English is the world's most-transcribed language, and one of the clearest examples of what happens when frontier AI models haven't learned from the full range of real human speech. "Works for me" quietly means "works for people who sound like the model's training set." Accent coverage is still where most automatic speech recognition (ASR) systems silently degrade: higher word error rates (WERs), worse disfluency handling, and a long tail of speakers who have learned to speak louder and slower to be understood by their devices.
Closing that gap isn't a compute or architecture problem. It's a human-data problem — the cadence of a real human voice, across accents and dialects that no model was trained to understand. Scaling compute won't conjure it. Synthetic data won't approximate it. The only way through is to capture it from the people who actually speak that way, and encode it into the data frontier models learn from.
This dataset is a step toward doing that, in the open.
What's in the dataset
Each contribution is an expert-produced, two-part task (a read-aloud recording followed by a verbatim same-speaker transcript) designed to be directly useful for training and evaluating accent-aware ASR systems.
- 7,377 audio files / 10.25 hours of read English speech, sampled at 16 kHz, each paired with a verbatim transcript.
- 11 L1 language backgrounds of English speakers — Chinese, Vietnamese, Thai, Japanese, Russian, Polish, general East European, Indonesian, French, German, and South Korean — captured from native L1 speakers of each language reading English in their natural accent.
- Gender-balanced within each language group, so accent effects aren't confounded with speaker demographics.
- Script-driven read speech based on the public-domain Harvard Sentences corpus, giving a consistent phonetically-balanced prompt set across contributors.
- Verbatim lowercase transcripts with disfluencies included — see the two-part task below for the full spec.
You can explore the raw files and listen to samples directly in the Data Studio, and inspect the exact prompts, requirements, and rubrics used to produce it on the Sample Tasks page.
Dataset Structure
The dataset is organized to slot cleanly into existing ASR training and evaluation workflows.

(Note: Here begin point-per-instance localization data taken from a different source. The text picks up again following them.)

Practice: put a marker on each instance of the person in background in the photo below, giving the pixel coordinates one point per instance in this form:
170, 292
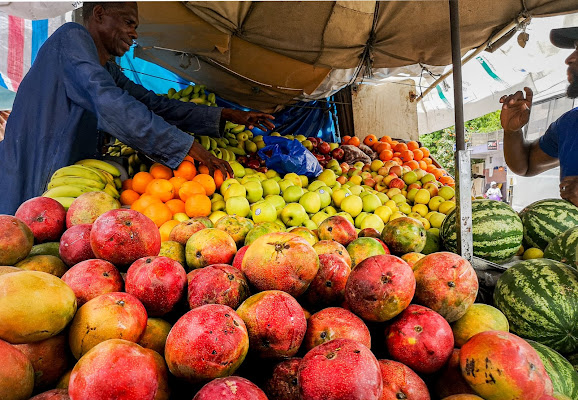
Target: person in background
559, 145
494, 192
73, 91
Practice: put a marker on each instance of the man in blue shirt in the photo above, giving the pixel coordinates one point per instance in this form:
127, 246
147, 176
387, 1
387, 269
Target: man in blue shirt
559, 145
73, 89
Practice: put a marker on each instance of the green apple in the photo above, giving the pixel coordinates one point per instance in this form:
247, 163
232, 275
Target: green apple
263, 212
360, 217
218, 205
447, 192
330, 210
383, 212
311, 202
225, 185
339, 195
284, 184
352, 205
293, 214
277, 201
292, 194
293, 177
235, 190
324, 196
370, 202
373, 221
217, 215
328, 177
270, 186
238, 206
254, 191
319, 217
238, 169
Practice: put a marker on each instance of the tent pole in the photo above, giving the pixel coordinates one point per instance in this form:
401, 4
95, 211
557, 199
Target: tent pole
462, 156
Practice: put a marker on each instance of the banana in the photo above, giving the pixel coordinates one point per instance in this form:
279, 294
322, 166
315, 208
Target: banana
81, 171
69, 191
75, 181
103, 165
65, 201
111, 189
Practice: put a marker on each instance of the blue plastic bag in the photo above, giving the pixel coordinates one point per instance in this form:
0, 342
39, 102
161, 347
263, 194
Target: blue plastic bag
285, 156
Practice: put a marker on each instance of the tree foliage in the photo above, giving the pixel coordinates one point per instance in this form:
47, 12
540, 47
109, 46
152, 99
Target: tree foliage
441, 143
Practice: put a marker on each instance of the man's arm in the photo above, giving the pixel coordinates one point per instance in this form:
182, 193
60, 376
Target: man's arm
522, 157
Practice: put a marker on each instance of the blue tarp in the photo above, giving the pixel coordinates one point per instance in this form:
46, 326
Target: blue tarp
312, 119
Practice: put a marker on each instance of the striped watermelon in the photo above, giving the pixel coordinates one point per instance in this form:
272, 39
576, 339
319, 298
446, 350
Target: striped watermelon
561, 372
546, 219
496, 228
540, 299
564, 247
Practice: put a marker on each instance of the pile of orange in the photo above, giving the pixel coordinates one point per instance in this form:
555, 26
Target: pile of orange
162, 192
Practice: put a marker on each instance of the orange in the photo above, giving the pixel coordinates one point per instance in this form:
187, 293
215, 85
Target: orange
190, 188
354, 141
128, 196
160, 171
406, 155
417, 154
412, 145
143, 202
186, 170
127, 184
208, 183
140, 181
400, 147
385, 155
177, 182
219, 179
161, 189
159, 213
412, 164
370, 140
198, 205
166, 228
176, 205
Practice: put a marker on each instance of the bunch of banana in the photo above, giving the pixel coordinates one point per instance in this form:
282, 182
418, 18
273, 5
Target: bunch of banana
89, 175
193, 94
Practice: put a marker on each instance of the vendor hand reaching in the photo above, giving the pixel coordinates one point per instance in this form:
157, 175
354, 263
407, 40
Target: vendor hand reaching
516, 110
198, 152
250, 118
569, 189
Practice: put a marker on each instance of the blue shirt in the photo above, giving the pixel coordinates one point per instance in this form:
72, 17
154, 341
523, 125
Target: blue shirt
65, 96
561, 141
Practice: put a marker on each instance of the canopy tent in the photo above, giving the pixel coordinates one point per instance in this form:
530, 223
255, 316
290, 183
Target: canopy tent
265, 55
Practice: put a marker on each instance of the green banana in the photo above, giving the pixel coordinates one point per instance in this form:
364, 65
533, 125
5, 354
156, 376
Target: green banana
103, 165
111, 189
69, 191
82, 171
65, 201
75, 181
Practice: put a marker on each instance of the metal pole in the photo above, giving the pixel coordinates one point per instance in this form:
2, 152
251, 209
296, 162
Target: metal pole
462, 156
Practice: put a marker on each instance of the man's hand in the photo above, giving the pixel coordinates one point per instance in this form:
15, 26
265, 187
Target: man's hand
516, 110
199, 153
569, 189
250, 118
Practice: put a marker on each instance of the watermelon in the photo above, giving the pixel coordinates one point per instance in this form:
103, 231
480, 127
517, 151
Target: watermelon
540, 299
545, 219
564, 247
561, 372
496, 228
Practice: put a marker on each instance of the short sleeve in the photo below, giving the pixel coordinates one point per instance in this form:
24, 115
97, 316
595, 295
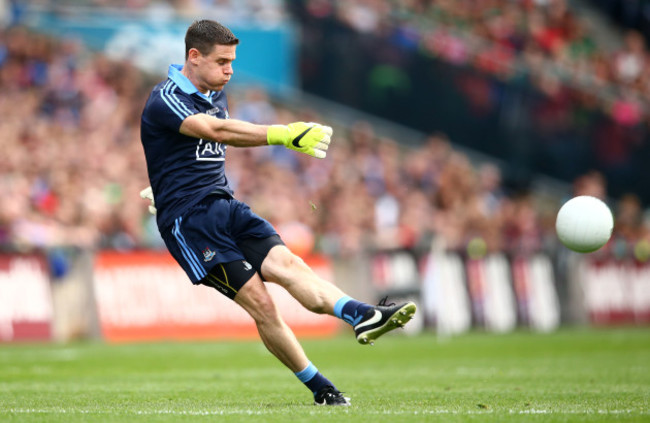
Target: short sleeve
169, 106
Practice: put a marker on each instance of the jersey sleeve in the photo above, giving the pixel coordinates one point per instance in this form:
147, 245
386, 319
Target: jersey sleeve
169, 108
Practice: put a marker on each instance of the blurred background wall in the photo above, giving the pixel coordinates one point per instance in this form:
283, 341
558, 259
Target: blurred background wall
460, 128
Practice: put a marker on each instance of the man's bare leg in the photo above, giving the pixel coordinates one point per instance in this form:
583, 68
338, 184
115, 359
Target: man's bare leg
282, 343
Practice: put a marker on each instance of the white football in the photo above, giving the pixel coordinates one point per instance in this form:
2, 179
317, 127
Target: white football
584, 224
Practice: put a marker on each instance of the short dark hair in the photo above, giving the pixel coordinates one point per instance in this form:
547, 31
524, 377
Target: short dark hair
204, 34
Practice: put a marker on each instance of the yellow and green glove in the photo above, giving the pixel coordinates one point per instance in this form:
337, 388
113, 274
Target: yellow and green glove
309, 138
147, 194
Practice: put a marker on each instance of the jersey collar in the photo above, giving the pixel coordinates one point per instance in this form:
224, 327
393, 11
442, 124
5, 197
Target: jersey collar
183, 83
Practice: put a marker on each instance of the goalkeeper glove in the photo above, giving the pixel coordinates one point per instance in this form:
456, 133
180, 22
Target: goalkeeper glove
147, 194
309, 138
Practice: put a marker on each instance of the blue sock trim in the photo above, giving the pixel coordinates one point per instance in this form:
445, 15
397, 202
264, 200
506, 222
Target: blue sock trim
308, 373
338, 307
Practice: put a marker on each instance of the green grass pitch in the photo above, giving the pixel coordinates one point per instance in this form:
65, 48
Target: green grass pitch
569, 376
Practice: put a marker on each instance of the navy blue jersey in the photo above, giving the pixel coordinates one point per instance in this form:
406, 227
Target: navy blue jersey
182, 170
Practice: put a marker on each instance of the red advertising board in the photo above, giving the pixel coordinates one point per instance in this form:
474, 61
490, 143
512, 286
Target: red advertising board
25, 298
146, 296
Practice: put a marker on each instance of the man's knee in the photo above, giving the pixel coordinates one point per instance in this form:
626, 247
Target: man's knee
279, 263
257, 301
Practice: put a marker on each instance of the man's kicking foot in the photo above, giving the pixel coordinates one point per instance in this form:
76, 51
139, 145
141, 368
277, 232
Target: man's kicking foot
381, 319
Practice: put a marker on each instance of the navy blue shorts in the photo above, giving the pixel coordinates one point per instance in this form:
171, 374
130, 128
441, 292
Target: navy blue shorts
215, 231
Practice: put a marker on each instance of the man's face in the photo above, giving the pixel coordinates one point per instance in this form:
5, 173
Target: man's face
214, 70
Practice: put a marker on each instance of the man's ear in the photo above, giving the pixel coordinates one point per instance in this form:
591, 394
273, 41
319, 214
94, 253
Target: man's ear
193, 54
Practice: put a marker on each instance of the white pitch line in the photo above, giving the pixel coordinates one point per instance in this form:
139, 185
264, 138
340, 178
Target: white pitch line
265, 412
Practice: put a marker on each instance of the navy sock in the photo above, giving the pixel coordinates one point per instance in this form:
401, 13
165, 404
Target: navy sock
312, 378
350, 310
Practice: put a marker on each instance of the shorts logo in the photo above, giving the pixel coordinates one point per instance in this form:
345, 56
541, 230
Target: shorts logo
208, 254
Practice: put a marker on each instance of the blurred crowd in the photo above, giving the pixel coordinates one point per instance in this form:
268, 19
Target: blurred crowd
261, 12
72, 167
543, 41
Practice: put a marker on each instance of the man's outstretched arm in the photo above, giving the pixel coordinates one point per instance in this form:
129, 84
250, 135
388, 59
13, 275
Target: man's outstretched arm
308, 138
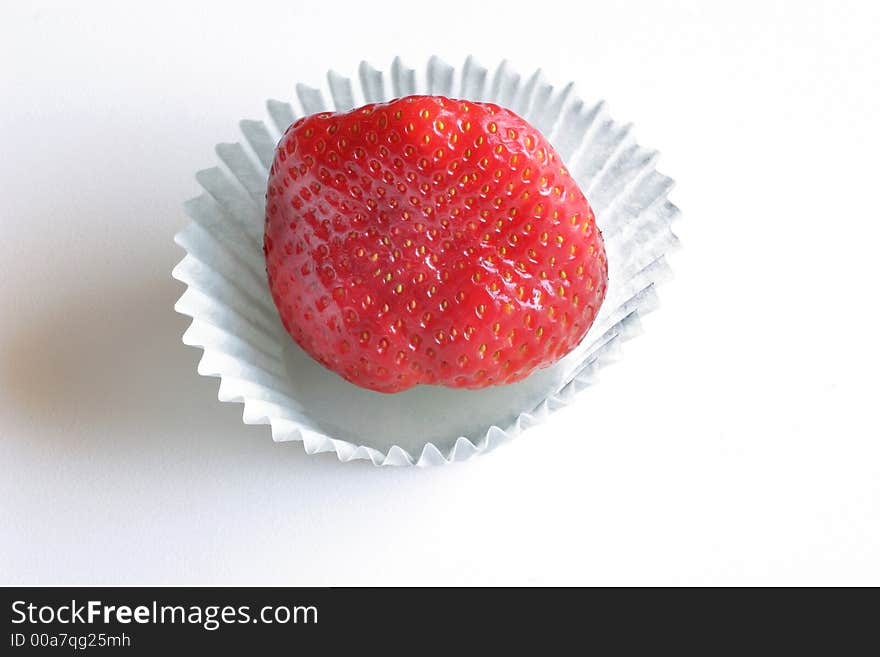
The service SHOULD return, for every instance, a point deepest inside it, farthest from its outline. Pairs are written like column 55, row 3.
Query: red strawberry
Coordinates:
column 429, row 240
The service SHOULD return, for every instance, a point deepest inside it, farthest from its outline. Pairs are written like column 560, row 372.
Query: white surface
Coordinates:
column 736, row 442
column 427, row 425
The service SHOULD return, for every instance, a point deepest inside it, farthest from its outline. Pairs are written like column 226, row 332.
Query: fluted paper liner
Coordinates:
column 259, row 365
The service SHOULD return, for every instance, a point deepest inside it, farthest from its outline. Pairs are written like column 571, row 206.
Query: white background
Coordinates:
column 736, row 442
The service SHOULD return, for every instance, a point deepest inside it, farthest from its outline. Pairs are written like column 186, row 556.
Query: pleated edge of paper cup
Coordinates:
column 473, row 83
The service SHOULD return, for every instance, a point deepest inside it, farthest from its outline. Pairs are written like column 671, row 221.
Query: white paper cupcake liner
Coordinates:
column 245, row 345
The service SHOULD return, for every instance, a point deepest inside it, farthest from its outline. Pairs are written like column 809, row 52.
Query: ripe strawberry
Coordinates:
column 429, row 240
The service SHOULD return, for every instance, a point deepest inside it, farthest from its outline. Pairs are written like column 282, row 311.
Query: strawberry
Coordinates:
column 429, row 240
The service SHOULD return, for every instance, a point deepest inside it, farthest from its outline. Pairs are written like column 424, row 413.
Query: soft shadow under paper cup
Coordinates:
column 245, row 345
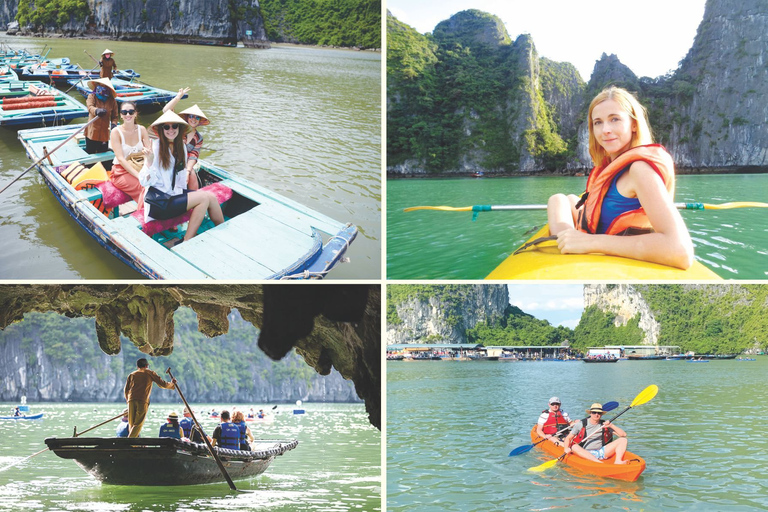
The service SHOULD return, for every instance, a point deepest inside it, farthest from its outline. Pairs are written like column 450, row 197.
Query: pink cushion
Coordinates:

Each row is a single utterance paired with rich metadata about the script, the speaker, and the recording itself.
Core columns — what you need to train / evaluate:
target_accent— the accent the contributor was recruited to represent.expert_id— stable identifier for the contributor on Workbolt.script— the prompt the contributor was asked to read.audio— path to the audio file.transcription— the verbatim transcript.language— speaker's L1 language.gender— self-reported speaker gender.expert_accent(s)— any additional accents the contributor natively speaks.size— file size of the audio clip.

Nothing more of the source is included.